Satu, dua, tiga, hingga hitungan ke sepuluh kali saya membaca Surat Jinn saya sama sekali tak mencicipi perubahan apapun. Saya meneruskan bacaan hingga alhasil pada ulangan ke 21 kali, ada sesuatu jatuh di belakang saya. Saat saya tengok, terlihat dengan terperinci ada sebuah pocong yang sangat angker menengok ke arah saya. Saya benar-benar terkejut dan ada sedikit rasa takut.

saya
Saya kemudian berusaha mendinginkan ketakutan saya dengan beranggapan bahwa itu hanyalah ilusi semata. Saya terus melanjutkan bacaan. Meski awalnya terbata-bata, saya kemudian berhasil melanjutkan bacaan hingga ulangan ke 30. Seusainya ulangan itu, saya melihat bahwa pocong yang tadi ada di belakang saya raib entah kemana.

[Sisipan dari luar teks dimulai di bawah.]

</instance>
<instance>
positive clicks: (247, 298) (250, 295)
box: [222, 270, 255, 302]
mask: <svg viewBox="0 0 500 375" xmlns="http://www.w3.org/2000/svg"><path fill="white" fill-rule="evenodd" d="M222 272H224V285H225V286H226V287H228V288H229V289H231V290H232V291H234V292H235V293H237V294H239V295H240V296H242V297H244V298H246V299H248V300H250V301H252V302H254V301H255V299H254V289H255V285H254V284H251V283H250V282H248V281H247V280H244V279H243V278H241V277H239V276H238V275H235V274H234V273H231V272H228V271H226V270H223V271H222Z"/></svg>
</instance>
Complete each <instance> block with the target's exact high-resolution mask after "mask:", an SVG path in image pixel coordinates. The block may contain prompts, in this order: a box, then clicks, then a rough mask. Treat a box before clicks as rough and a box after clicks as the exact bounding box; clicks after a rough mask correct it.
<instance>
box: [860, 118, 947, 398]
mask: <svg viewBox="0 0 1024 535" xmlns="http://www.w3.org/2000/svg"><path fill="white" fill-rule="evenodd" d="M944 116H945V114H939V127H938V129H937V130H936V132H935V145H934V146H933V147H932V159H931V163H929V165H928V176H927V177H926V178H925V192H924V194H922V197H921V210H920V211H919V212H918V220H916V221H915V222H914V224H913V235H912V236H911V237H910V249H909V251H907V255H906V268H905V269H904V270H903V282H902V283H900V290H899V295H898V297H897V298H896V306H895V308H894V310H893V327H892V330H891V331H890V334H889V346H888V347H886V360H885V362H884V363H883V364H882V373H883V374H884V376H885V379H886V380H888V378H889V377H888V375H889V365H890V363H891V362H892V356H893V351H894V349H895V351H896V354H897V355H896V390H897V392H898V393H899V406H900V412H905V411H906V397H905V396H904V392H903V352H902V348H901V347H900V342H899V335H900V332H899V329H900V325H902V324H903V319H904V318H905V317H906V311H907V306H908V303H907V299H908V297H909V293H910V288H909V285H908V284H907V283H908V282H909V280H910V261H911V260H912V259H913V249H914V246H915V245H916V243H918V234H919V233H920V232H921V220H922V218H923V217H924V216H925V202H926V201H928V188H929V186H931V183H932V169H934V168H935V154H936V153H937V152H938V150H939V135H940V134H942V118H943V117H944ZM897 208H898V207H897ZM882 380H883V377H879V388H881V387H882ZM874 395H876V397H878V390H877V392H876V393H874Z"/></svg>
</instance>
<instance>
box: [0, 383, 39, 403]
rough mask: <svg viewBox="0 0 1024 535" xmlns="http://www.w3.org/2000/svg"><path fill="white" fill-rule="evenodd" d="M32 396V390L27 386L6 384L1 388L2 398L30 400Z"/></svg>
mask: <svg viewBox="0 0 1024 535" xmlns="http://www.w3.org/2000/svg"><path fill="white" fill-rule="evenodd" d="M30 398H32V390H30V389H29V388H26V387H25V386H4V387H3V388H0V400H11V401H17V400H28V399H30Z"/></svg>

Saya terus melanjutkan bacaan dalam ritual cara melihat jin itu hingga selesailah hingga di ulangan ke 41. Tak tahan mengantuk alasannya tidak tidur semalaman, saya pun pribadi memejamkan mata, tidur pulas, hingga siang menjelang. Terus terang saya meninggalkan sholat subuh waktu itu.

Saat bangun, saya melihat dunia begitu berbeda. Rumah kakek yang tadinya sangat sepi saya lihat menjadi sangat ramai. Ramai bukan alasannya apa, tapi alasannya jadi banyak jin dengan wajah dan rupa yang beraneka ragam. Ada yang bertanduk, ada yang gigi taringnya panjang hingga ke dada, ada yang punya ekor, ada yang menyerupai kera dan masih banyak lagi.

Melihat hal itu saya menyerupai bermimpi. Saya frustasi alasannya tak bisa keluar dari daerah yang penuh sesak itu. Ritual yang saya lakukan semalam, ritual yang saya lakukan sebagai cara melihat jin itu ternyata membuktikan karomahnya. Saya jadi bisa melihat hal-hal yang sebelumnya tak pernah saya lihat.

saya
Saya menjerit-jerit sendiri hingga dalam waktu yang cukup ramai hingga pingsan. Saat bangun, saya sudah berada di rumah saya. Ditemani dengan seorang ustadz muda, ayah saya kemudian tersenyum.

Sudah bangkit Yar (panggilan saya di rumah yaitu Iyar)” tanya ayah saya sembari menuangkan air putih.
“Sudah ayah” jawab saya lesu.
“Bagaimana pengalaman melaksanakan ritual cara melihat jin yang kau lakukan semalam?” tanya ayah saya sembari menyodorkan air minum untuk saya.

Melihat hal itu sayapun menangis tersedu sedan, bersimpuh di hadapan ayah saya memohon ampun dan maaf atas segala tingkah saya yang selama ini membangkang terhadap perintah-perintah dan keinginannya.

Hingga tangis saya mereda, ayah terus memeluk saya. Sang ustadz muda kemudian memberikan petuahnya pada saya untuk merubah diri saya supaya menjadi Bachtiar yang lebih baik. Sayapun menyadarinya. Menyadari kesalahan-kesalahan saya.

Nah, itulah pengalaman saya terkait ritual cara melihat jin yang pernah saya lakukan. Bagi Anda yang tidak siap dengan risiko melihat penampakan yang terlalu sering, sebaiknya jangan ikuti apa yang telah saya lakukan. Saya mengalaminya sendiri dan itu sangat mengerikan!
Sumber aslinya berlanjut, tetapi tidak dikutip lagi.